Non-Christians have discovered the Christian kryptonite, which is, of course, guilt. This has caused Christian people of good conscience to back away from their own principles -- the things they know to be right -- in the name of compassion and charity, and now we are increasingly dealing with the problem you described. The frustrating thing is that without this guilt, Christianity would be a virtually unstoppable cultural force. There is considerable pressure to do otherwise, but Christians need to stop feeling guilty for their beliefs.

I'm not giving up entirely. If #1 happens, there's at least a chance that #2 can happen, and hope is better than nothing.

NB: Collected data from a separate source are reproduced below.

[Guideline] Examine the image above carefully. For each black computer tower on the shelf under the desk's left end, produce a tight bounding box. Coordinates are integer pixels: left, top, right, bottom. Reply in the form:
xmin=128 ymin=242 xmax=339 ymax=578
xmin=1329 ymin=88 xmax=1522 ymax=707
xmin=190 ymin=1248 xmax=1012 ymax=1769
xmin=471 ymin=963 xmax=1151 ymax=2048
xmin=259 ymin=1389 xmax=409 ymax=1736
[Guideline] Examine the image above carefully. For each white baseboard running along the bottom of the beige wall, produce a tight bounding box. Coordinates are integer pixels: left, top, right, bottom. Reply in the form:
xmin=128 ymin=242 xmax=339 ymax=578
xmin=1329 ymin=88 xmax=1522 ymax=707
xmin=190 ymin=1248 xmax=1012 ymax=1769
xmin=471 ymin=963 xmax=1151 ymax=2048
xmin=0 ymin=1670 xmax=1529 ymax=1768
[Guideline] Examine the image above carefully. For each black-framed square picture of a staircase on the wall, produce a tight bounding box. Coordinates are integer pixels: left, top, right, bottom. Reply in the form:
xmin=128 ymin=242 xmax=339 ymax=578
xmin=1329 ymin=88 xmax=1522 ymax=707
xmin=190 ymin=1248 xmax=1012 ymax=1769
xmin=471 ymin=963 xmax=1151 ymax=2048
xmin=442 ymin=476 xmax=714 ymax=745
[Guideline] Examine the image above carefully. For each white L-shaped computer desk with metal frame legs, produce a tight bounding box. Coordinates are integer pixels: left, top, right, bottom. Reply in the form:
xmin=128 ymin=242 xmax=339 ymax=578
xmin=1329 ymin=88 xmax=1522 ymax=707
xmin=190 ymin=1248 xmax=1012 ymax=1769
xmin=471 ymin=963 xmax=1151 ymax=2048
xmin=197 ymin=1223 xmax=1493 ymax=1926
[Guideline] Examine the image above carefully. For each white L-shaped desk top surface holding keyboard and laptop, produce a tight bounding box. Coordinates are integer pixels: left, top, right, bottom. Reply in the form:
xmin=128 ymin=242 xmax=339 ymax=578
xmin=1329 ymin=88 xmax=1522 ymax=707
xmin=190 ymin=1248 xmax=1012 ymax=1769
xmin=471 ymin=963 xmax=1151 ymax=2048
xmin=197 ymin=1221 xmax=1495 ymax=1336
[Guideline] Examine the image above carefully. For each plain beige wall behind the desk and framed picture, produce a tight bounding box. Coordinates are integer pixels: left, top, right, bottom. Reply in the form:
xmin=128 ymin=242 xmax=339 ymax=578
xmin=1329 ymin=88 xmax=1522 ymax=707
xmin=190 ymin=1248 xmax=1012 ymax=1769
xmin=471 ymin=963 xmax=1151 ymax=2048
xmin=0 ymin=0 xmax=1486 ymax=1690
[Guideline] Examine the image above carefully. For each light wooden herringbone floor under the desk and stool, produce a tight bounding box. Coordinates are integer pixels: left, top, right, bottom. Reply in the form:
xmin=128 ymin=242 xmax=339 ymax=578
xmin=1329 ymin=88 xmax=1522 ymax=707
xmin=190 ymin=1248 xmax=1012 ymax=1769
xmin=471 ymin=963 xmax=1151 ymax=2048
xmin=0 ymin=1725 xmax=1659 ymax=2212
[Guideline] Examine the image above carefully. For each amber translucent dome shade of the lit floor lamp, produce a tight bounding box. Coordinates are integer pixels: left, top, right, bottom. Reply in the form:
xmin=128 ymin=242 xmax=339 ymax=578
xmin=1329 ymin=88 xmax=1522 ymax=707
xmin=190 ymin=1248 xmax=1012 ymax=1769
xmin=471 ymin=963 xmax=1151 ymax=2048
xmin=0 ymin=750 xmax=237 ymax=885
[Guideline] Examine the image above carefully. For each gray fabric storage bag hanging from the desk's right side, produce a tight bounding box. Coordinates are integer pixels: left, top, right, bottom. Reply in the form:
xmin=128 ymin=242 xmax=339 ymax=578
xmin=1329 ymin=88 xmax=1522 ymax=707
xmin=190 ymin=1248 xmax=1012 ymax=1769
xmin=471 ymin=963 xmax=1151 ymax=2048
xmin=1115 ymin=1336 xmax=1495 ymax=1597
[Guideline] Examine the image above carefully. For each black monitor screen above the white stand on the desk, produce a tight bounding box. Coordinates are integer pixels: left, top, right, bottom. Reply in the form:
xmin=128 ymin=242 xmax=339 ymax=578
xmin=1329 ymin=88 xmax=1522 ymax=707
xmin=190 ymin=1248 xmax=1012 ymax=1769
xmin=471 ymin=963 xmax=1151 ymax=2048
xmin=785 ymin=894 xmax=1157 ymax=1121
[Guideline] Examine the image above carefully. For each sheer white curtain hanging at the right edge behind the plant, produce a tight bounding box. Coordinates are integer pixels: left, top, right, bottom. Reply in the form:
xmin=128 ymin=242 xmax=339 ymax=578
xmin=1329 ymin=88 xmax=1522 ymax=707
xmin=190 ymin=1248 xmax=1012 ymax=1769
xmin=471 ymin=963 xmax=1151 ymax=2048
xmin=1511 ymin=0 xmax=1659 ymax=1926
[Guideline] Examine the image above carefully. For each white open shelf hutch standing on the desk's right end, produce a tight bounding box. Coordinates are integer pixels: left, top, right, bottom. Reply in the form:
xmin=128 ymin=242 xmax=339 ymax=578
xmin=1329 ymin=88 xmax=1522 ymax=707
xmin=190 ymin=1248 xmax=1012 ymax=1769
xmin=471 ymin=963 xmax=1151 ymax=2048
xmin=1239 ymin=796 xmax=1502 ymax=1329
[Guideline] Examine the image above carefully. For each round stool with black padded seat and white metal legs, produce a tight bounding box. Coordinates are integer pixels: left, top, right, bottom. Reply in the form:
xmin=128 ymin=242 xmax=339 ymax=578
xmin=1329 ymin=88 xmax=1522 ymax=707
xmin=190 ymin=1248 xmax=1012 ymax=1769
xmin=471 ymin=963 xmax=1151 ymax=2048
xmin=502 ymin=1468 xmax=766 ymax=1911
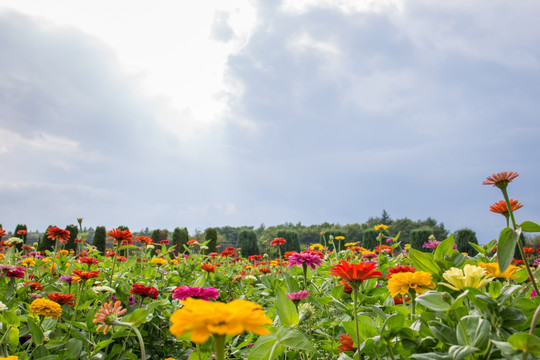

As for maintaining my faith, it's not difficult. Confessing it, publicly, to those who know me and have power over me, i.e. my peers and employers (I'm in academia), is the difficult part. I've only recently become less timid about it. Principles don't mean much unless you're willing to pay the price for having them.

5/04/2009 12:41 PM  
Blogger Stickwick Stapers said...

I really wish blogger had an edit option on comments.

Just to clarify, "Even more surprising was that the overall breakdown according to religion in this country has not changed in the last 50 years..."This means breakdown along broad lines, i.e. according to Christian, Jewish, Hindu, Atheist, etc., not individual sects within those groups.